By Evan Grossman / March 23, 2016 /Pennsylvania Watchdog
Pennsylvania Gov. Tom Wolf will allow the 2015-16 state budget to become law without his signature, but he vetoed broad education funding reforms that were included in the spending plan.
The result gives cash-strapped Pennsylvania school districts only temporary relief fromstructural deficits and funding challenges.
“This budget does not solve the state’s long-term school funding crisis,” the multi-organization Campaign for Fair Education Funding said in a statement.
After a 267-day budget impasse that was tied to education spending increases and tax hikes to pay for them, Wolf approved but refused to put his name on a $30 billion spending plan that includes a $200 million increase in education funding. Wolf was seeking a $400 million bump in school aid.
“I cannot in good conscience sign this bill,” Wolf said. “I cannot in good conscience attach my name to a budget that simply does not add up. But to allow us to move on to face budget challenges of 2016-17, I am going to allow HB1801 to become law.”
With a $2 billion deficit looming next year, the 2015-16 spending plan cuts expenditures by $238 million, but Wolf says it remains $290 million off the mark.
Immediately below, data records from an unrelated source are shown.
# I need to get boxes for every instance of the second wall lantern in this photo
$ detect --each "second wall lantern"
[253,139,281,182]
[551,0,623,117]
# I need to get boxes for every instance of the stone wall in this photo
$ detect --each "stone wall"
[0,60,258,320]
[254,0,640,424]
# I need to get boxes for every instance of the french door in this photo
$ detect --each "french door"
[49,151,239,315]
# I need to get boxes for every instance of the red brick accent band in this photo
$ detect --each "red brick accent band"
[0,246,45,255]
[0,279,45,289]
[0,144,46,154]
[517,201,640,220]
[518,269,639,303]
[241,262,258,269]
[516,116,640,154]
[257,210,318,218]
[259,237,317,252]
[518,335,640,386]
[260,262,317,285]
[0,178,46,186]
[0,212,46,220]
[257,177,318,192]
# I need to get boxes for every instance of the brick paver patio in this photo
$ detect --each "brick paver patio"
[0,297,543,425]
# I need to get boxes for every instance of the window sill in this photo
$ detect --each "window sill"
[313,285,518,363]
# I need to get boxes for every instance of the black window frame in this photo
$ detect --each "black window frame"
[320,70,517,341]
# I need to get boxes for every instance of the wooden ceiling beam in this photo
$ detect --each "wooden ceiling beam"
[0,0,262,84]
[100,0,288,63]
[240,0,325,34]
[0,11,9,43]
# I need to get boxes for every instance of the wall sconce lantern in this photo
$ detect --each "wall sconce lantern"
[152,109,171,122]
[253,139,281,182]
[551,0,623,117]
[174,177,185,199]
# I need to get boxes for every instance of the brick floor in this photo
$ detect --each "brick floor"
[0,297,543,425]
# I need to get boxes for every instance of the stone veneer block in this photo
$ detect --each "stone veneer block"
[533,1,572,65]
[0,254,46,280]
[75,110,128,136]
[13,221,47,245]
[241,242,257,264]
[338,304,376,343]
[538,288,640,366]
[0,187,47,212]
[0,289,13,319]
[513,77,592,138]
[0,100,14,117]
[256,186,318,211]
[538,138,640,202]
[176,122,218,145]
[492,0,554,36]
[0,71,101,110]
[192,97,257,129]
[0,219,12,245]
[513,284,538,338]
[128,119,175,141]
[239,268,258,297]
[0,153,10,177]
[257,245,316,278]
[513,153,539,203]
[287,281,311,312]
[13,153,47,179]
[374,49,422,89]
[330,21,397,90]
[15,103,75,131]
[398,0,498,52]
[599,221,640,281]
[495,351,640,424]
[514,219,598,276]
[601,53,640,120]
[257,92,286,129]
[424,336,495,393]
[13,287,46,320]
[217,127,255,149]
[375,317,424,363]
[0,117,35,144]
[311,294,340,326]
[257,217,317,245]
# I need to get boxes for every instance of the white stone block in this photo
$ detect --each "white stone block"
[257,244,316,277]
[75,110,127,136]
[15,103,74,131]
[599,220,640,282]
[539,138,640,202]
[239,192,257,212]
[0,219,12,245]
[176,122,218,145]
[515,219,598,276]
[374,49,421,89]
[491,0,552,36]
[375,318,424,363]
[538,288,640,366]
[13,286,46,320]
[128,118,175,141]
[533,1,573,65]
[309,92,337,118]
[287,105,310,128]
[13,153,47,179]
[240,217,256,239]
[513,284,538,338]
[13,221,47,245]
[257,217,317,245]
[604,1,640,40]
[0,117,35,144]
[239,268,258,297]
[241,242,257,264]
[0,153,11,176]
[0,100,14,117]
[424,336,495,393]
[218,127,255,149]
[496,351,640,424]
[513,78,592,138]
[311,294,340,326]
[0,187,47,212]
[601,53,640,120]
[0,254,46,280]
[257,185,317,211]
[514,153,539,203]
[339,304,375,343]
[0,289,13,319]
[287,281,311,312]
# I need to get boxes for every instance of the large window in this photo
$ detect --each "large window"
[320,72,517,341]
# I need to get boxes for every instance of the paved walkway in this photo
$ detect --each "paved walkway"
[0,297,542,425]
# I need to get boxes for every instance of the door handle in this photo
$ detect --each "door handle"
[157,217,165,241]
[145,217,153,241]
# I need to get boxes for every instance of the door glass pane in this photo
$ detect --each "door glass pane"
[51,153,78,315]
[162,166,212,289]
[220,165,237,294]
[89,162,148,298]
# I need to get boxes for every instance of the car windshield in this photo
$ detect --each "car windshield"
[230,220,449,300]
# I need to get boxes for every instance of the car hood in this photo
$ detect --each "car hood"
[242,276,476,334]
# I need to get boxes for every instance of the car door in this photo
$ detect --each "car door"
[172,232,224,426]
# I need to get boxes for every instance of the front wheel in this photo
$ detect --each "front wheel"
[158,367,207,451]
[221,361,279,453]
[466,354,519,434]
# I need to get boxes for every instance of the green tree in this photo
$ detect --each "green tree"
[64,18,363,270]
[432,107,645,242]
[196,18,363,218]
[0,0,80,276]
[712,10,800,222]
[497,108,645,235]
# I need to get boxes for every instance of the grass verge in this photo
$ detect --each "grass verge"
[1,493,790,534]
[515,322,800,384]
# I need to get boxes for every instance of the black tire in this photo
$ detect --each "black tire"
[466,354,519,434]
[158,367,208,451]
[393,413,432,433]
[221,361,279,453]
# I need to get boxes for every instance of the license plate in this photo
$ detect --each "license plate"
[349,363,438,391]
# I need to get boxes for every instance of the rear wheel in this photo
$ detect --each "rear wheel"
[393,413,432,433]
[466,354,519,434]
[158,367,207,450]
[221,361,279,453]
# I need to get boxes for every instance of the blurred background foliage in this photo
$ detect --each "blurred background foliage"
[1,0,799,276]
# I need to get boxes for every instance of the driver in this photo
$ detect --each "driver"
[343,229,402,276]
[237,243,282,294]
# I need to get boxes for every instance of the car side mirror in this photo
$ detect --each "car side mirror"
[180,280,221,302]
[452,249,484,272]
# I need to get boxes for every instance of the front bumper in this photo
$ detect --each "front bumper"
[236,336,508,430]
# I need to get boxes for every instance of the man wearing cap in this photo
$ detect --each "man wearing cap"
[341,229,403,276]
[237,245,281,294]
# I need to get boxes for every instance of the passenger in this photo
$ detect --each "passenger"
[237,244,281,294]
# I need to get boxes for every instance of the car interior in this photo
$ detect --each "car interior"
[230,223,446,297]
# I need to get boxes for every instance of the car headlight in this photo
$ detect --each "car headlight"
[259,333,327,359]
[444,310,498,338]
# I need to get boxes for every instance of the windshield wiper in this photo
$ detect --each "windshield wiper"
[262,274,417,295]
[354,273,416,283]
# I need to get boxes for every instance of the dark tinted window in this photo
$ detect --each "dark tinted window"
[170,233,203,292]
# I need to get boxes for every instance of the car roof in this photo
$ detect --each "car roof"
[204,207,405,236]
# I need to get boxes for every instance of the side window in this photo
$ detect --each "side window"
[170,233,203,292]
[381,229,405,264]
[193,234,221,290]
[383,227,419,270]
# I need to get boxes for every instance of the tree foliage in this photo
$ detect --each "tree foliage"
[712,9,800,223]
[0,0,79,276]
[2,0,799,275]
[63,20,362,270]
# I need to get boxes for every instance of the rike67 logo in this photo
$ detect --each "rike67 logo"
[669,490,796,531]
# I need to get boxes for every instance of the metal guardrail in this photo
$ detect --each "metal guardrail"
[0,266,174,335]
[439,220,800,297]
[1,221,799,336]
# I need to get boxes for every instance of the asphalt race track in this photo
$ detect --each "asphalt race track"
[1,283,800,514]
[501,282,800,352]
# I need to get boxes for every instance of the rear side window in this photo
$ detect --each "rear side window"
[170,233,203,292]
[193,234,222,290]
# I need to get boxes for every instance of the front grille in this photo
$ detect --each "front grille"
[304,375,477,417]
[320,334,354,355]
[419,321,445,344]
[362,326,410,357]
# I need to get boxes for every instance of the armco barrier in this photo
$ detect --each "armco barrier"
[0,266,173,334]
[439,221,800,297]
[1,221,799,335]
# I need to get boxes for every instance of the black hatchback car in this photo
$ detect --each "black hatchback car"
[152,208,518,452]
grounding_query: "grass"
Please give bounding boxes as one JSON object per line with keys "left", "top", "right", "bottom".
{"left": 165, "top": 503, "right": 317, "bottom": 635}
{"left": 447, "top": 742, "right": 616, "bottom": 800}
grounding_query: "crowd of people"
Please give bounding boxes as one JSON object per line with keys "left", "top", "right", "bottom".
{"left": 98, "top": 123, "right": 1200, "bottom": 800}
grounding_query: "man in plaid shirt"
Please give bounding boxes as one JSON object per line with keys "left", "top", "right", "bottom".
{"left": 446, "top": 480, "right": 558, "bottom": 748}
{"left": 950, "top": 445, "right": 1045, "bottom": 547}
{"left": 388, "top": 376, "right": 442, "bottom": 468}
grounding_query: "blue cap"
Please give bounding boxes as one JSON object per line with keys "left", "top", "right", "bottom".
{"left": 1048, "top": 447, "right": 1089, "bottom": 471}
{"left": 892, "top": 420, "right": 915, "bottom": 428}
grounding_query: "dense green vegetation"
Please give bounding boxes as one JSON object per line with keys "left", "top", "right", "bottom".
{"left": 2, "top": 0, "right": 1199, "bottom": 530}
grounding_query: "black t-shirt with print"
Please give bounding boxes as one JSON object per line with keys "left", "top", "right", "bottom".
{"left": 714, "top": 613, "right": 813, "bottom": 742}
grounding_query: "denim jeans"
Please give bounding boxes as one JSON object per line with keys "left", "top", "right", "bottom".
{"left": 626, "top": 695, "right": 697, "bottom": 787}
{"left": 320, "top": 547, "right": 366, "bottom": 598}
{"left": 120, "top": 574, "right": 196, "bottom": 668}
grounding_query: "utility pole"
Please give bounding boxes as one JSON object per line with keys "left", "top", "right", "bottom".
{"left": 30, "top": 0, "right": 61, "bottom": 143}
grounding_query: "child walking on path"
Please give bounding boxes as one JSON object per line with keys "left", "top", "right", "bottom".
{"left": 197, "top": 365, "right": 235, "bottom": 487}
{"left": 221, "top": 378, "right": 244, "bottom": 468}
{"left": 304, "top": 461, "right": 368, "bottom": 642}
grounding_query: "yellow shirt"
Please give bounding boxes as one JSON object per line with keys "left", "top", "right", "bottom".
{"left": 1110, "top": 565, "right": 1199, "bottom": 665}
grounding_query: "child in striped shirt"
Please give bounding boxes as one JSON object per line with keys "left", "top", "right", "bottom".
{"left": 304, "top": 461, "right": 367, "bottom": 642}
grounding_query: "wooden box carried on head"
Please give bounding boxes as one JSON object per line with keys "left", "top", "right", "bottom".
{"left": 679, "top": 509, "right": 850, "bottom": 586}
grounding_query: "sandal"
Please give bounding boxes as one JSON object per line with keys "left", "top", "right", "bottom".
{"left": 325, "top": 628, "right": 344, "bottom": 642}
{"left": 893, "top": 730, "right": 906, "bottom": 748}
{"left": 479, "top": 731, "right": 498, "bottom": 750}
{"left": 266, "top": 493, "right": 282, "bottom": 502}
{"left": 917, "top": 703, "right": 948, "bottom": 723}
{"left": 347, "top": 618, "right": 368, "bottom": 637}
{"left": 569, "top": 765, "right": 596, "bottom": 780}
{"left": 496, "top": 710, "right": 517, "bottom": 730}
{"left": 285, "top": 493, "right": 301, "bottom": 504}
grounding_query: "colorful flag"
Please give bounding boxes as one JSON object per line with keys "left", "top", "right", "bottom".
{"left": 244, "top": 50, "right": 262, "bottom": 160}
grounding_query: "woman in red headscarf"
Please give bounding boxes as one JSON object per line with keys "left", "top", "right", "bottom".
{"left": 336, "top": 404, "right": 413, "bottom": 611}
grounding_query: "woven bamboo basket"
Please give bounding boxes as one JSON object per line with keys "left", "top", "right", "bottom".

While some Pennsylvania school districts were in danger of running out of money before the end of the school year because state funding was frozen during a nine-month budget impasse, landmark education funding measures included in the budget will not be enacted.
Districts like the struggling Erie schools were hoping elements of the a basic education funding formula would transform the way schools are funded, with adjustments to account for enrollment numbers, students living in poverty, English language learners, special education students, and charter school enrollment.
Last year, the bipartisan Basic Education Funding Commission made recommendations to lawmakers on how to overhaul those funding streams, but those measures were part of a fiscal code Wolf struck down.
“The governor will veto the fiscal code because it contains unconstitutional provisions, guts important environmental regulations, and tries to establish legislative authority over issues that fall under executive jurisdiction,” Wolf spokesman Jeff Sheridan said.
Erie is one of the poorest districts in the state, yet receives less funding from Harrisburg that most of Pennsylvania’s 500 other districts. The formula would have evened out some of the state school funding.
Without a fiscal code, Sheridan said the administration will “work to distribute the funding provided in the general appropriations bill in the most appropriate manner possible.” The administration also divvied up funds in December when Wolf signed a partial spending plan.